Meiklejohn and Miller Tapped for Amazon Research Award
By Josh Quicksall
A research team consisting of the Institute for Software Research’s Heather Miller and Chris Meiklejohn, is among those selected to receive a coveted 2020 Amazon Research Award.
The award by the tech juggernaut seeks to support critical, practical research at academic institutions and non-profit organizations in areas that align with Amazon’s mission to advance user-focused scientific exploration. Founded in 2015, the award is intended to support the work of one to two graduate students or postdoctoral students for one year, under the supervision of a faculty member.
Meiklejohn and Miller’s submission, “Directed automated explicit-state model checking for distributed applications”, aims to help developers find issues that would bring down large web services like Netflix or Audible.
Current common practice is for organizations to deploy all of these web services into production while attempting to generate random failures within live production systems that have users — all in order to backtrack and find subtle issues between components of these services. This approach can prove to be time and resource intensive for many development organizations.
To address this, the team designed a tool for systematically identifying resilience bugs in microservice applications before they can reach production, which they call Filibuster.

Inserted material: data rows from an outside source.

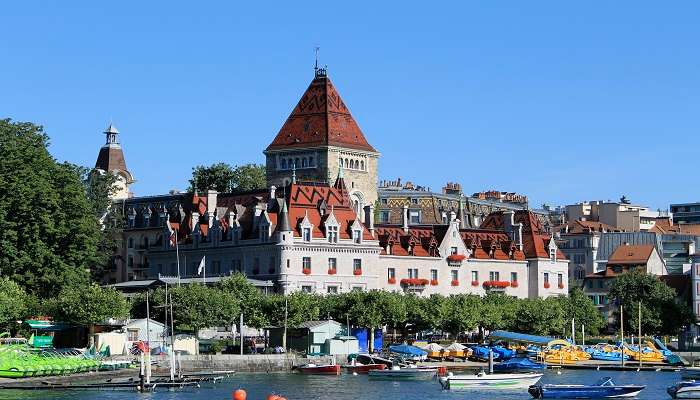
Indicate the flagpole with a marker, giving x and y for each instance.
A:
(177, 254)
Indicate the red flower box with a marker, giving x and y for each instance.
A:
(498, 284)
(414, 282)
(456, 257)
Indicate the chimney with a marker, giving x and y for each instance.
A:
(405, 218)
(369, 218)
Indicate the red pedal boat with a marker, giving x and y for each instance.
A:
(363, 369)
(313, 369)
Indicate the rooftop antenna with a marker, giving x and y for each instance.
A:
(317, 49)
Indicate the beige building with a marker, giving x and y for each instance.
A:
(319, 138)
(620, 215)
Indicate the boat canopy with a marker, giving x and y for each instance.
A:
(406, 349)
(520, 337)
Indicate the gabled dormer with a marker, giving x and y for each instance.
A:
(356, 230)
(332, 228)
(306, 228)
(264, 225)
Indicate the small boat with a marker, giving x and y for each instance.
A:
(313, 369)
(363, 368)
(605, 388)
(481, 353)
(518, 364)
(690, 373)
(489, 381)
(503, 353)
(685, 390)
(396, 373)
(409, 352)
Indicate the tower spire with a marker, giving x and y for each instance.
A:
(111, 134)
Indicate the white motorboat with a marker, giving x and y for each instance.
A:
(490, 381)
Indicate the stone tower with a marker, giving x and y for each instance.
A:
(319, 138)
(111, 159)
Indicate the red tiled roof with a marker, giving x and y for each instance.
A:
(631, 254)
(321, 118)
(535, 239)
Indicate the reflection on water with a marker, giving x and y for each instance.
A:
(347, 387)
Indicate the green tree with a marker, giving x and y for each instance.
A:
(462, 314)
(584, 312)
(49, 235)
(197, 306)
(88, 304)
(661, 314)
(13, 303)
(250, 301)
(223, 177)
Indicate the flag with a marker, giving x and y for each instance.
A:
(201, 266)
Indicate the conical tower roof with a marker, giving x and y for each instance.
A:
(321, 118)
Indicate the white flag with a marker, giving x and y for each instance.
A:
(201, 266)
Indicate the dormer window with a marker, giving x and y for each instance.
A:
(332, 233)
(357, 236)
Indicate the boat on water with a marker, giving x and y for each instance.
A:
(481, 353)
(409, 352)
(363, 368)
(518, 364)
(685, 390)
(396, 373)
(605, 388)
(489, 381)
(313, 369)
(503, 353)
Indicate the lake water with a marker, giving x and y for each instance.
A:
(347, 387)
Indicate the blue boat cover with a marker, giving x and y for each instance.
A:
(409, 350)
(520, 363)
(520, 337)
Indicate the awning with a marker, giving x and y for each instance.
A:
(520, 337)
(43, 325)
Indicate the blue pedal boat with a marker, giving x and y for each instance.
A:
(685, 390)
(605, 388)
(518, 364)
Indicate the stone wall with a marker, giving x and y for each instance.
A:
(250, 363)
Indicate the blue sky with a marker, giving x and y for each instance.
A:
(561, 101)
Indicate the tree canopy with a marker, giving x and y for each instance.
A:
(222, 177)
(661, 313)
(49, 236)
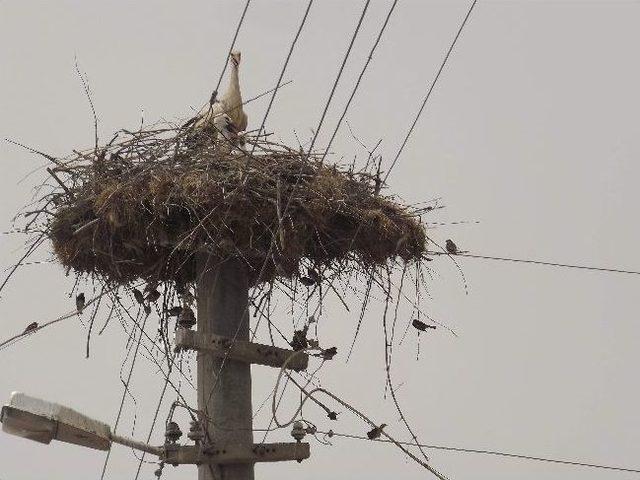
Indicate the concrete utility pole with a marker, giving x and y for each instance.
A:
(224, 393)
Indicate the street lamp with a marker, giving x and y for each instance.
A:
(43, 421)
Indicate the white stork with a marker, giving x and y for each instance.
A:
(230, 103)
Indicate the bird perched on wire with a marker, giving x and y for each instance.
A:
(421, 326)
(227, 130)
(80, 301)
(229, 103)
(451, 247)
(32, 326)
(375, 432)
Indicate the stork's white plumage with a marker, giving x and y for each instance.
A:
(230, 103)
(225, 127)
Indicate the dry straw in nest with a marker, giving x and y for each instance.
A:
(143, 207)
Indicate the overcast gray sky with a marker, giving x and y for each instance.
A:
(532, 131)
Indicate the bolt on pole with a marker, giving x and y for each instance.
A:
(224, 385)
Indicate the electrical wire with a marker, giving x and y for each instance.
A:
(433, 84)
(335, 83)
(355, 88)
(539, 262)
(153, 423)
(233, 43)
(124, 394)
(490, 452)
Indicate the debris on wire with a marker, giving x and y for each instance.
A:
(451, 247)
(375, 432)
(421, 326)
(80, 301)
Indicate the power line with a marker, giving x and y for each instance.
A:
(233, 42)
(335, 83)
(540, 262)
(491, 452)
(284, 67)
(153, 423)
(433, 84)
(124, 393)
(295, 186)
(355, 88)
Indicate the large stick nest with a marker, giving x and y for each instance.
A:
(143, 207)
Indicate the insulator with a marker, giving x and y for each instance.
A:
(196, 433)
(173, 432)
(186, 319)
(298, 431)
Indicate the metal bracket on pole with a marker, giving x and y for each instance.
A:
(238, 454)
(240, 350)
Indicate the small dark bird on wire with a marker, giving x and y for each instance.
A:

“Instead of catching these issues when these large microservice applications (e.g., Netflix, Audible) are deployed, this tool uses a novel algorithm for test generation to find these downtime-inducing issues during CI time” Miller explains. “The days of having to randomly test your Netflix-size app in production, and engineers being “on call” and woken in the middle of the night to fix outages, is soon over!”
“The 2020 Amazon Research Awards recipients represent a distinguished array of academic researchers who are pursuing research across areas such as ML algorithms and theory, fairness in AI, computer vision, natural language processing, edge computing, and medical research,” said Bratin Saha, vice president of AWS Machine Learning Services. “We are excited by the depth and breadth of their proposals, as well as the opportunity to advance the science through strengthened connections among academic researchers, their institutions, and our research teams.”
Projects such as these - projects with the potential for real, near-term impact - are the hallmark of ISR. “ISR has always taken great pride in tackling real problems and finding practical solutions,” notes ISR Director, Jim Herbsleb. “Awards like this are a great way to interact with a leading tech firm, cement our close relationships with an important industry partner, and try out our ideas in the real world.”